With the increasing usage of video surveillance systems in public and private spaces the question how to deal with privacy concerns of people being recorded receives increasing attention.
It is out of question that the recording of a person’s visual appearance poses a threat to personal privacy.
In order to account for these concerns, privacy-preserving video surveillance systems need to be developed. The aim is to protect privacy, while at the same time enabling security personnel or automatic detection software to scan the surveillance data for emergency situations or security breaches.
The vast majority of proposals made to date focus on encryption during compression.
We do not think that this approach is of high practical relevance, since
(a) existing compression hardware cannot be employed or at least
(b) existing compression software packages, often optimized for specific processor multimedia extensions to execute efficiently, need to be re-written. Since compression technology is seen as a black box by many applications, interfering with this stage is highly undesired.

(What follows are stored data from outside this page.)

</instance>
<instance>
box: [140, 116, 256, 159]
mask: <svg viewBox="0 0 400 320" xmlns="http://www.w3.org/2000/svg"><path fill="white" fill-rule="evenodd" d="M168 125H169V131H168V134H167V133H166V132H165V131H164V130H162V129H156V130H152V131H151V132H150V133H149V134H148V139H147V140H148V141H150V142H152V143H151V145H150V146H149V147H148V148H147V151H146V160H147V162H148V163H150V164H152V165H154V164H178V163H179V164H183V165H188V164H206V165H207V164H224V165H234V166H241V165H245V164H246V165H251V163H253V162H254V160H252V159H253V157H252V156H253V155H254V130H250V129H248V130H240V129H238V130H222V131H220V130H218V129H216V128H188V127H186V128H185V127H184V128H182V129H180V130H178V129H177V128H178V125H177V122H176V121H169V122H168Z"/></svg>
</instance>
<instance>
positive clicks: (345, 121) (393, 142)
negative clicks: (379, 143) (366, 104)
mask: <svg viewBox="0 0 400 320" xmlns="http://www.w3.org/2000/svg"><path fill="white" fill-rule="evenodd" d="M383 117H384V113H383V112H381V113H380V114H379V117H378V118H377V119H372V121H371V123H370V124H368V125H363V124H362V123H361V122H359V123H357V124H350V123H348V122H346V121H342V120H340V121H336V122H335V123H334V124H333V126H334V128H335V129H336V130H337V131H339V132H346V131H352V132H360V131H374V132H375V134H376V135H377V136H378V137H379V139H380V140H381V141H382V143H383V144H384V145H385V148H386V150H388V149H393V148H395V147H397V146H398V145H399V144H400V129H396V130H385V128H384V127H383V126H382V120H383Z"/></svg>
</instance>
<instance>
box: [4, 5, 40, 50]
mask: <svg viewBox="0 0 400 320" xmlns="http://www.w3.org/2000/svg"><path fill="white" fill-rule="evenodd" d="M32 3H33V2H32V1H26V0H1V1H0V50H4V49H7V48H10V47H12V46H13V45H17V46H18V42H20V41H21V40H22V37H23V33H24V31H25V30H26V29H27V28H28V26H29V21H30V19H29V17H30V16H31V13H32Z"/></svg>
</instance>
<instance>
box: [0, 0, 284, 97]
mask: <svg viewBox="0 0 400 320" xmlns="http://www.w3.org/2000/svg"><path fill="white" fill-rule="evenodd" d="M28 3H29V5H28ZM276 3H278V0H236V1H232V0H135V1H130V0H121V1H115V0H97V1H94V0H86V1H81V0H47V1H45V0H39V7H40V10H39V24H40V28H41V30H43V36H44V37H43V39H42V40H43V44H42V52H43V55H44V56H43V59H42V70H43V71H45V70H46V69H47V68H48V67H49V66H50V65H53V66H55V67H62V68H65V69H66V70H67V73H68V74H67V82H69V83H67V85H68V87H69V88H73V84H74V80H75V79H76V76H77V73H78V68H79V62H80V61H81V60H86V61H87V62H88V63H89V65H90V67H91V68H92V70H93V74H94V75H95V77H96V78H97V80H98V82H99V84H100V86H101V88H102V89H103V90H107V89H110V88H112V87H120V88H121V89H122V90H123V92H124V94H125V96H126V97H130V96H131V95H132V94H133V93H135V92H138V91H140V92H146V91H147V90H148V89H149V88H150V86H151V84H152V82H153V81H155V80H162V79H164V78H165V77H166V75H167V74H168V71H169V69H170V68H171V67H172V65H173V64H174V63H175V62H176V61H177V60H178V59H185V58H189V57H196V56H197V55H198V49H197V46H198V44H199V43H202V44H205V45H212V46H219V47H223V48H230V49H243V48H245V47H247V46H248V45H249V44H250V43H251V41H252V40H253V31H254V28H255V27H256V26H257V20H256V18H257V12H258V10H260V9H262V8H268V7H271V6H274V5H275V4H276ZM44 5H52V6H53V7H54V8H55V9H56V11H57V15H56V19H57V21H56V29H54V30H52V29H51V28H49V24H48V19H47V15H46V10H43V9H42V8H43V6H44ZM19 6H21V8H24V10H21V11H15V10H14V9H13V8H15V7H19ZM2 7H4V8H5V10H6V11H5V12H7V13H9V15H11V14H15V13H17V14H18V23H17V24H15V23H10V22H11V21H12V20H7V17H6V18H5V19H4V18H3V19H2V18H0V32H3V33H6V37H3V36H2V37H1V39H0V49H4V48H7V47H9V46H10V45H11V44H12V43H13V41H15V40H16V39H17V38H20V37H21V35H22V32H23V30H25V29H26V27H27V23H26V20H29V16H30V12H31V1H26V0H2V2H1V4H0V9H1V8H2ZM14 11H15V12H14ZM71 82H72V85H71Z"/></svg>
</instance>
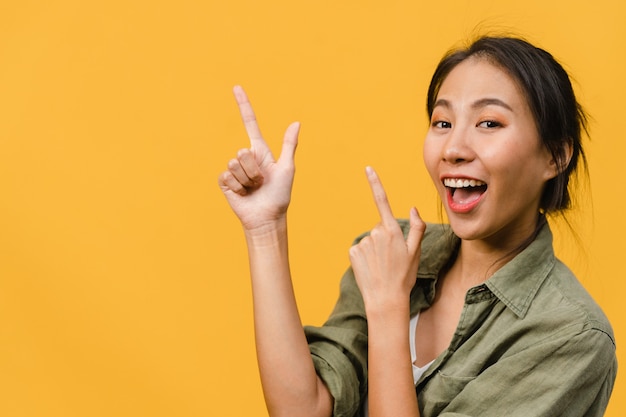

The first major focal point of the project will be the development and investigation of methods for selective encryption of video surveillance bitstreams , i.e. after compression. A number of formats will be investigated, with a focus on recent scalable formats, such as JPEG 2000 and H.264 SVC. Our aim is to minimise bitstream parsing effort to locate all region of interest parts for encryption and to avoid drift problems.
A second major project focus will be the development of a framework for security analysis of privacy-preserving selective encryption approaches. We will evaluate privacy/security afforded by the proposed approaches in the setting of human observers, but also in the setting of automatic detection software.
Furthermore we will study the effect of minimising the protected area (e.g. only the eye area is encrypted) and the corresponding impact on either application setting.